Facebook just announced a new feature to its app, which will let it listen to our conversations and surroundings through our own phones’ microphone. Talk about a Big Brother move.
Facebook says the feature will be used for harmless things, like identifying the song or TV show playing in the background, but by using the phone's microphone every time you write a status update, it has the ability to listen to everything.
Not only is this move just downright creepy, it’s also a massive threat to our privacy. The feature is opt-in, but many won't even read the warnings. If we act now, we can stop Facebook in its tracks before it has a chance to release the feature.

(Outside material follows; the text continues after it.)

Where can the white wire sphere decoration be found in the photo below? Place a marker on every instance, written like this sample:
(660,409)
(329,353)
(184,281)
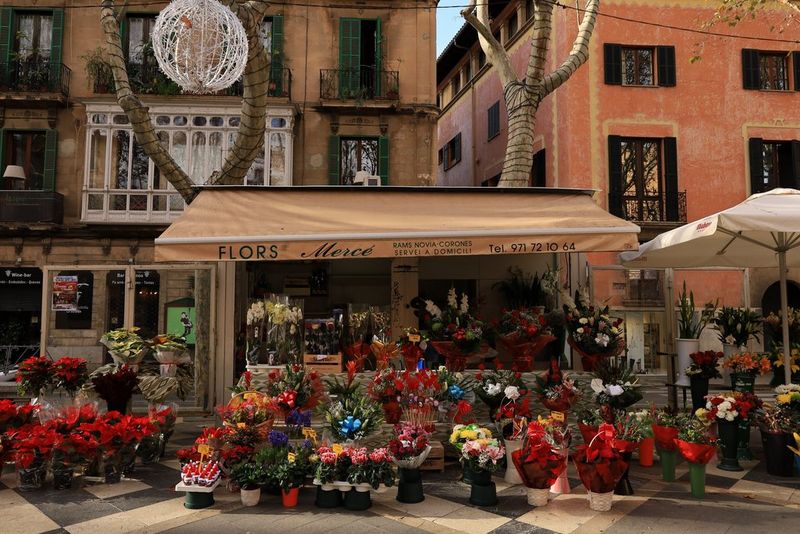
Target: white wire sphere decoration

Tell Facebook not to release its creepy and dangerous new app feature that listens to users’ surroundings and conversations.
Facebook says it'll be responsible with this feature, but we know we can't trust it. After all, just a few months ago Facebook came under fire for receiving millions of dollars for working with the National Security Agency’s PRISM, a wide-scale and highly controversial public electronic data surveillance program -- something its CEO Mark Zuckerberg initially denied. This is also the company that lied about its now-scuttered Beacon program -- an advertisement system that sent our “private” data from external websites to Facebook.

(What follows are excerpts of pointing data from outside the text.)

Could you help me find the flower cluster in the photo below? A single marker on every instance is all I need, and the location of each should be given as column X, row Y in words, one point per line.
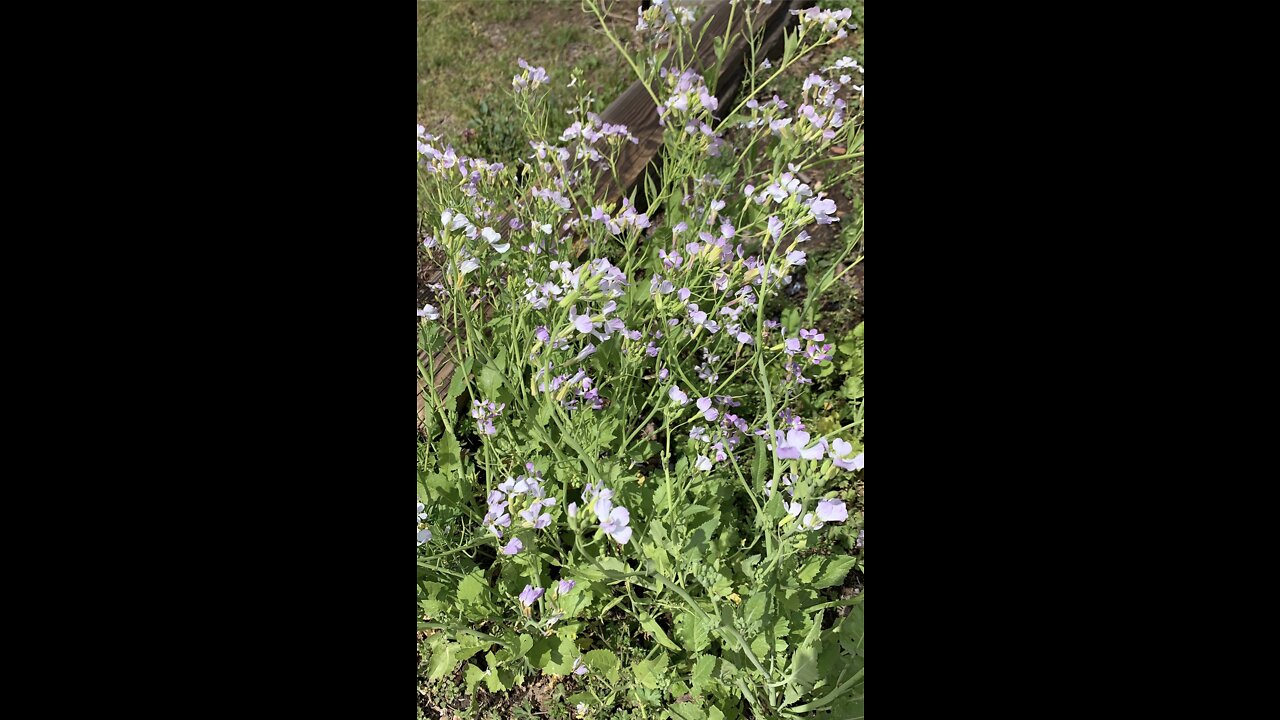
column 529, row 80
column 689, row 94
column 615, row 520
column 525, row 496
column 828, row 21
column 485, row 411
column 424, row 534
column 659, row 18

It seems like every few months, there's another big Facebook privacy scandal, and yet the social media giant is pushing this new app anyway. Why? The information it gathers by listening to its 1.2 billion users worldwide can be sold for huge profits to advertisers and corporations looking for better information on consumer tastes and preferences.

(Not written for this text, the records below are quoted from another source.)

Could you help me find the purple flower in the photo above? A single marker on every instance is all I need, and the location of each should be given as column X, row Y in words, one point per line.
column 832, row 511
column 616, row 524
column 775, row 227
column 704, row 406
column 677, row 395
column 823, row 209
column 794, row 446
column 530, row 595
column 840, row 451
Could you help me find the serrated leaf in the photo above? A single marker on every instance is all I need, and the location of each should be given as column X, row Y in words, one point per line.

Facebook is acting in the best interests of its bank account, not its users. This has gone too far - we have to stop it now.
Facebook: This is an extreme invasion of your users’ privacy. Do not release this new feature, and do not listen to us through our phones’ microphones.
Facebook Microphone Update To Store Data: Social Media Giant Confirms New Feature Will Aggregate Information International Business Times, May 22, 2014.
Facebook Wants To Listen In On What You're Doing Forbes, May 22, 2014.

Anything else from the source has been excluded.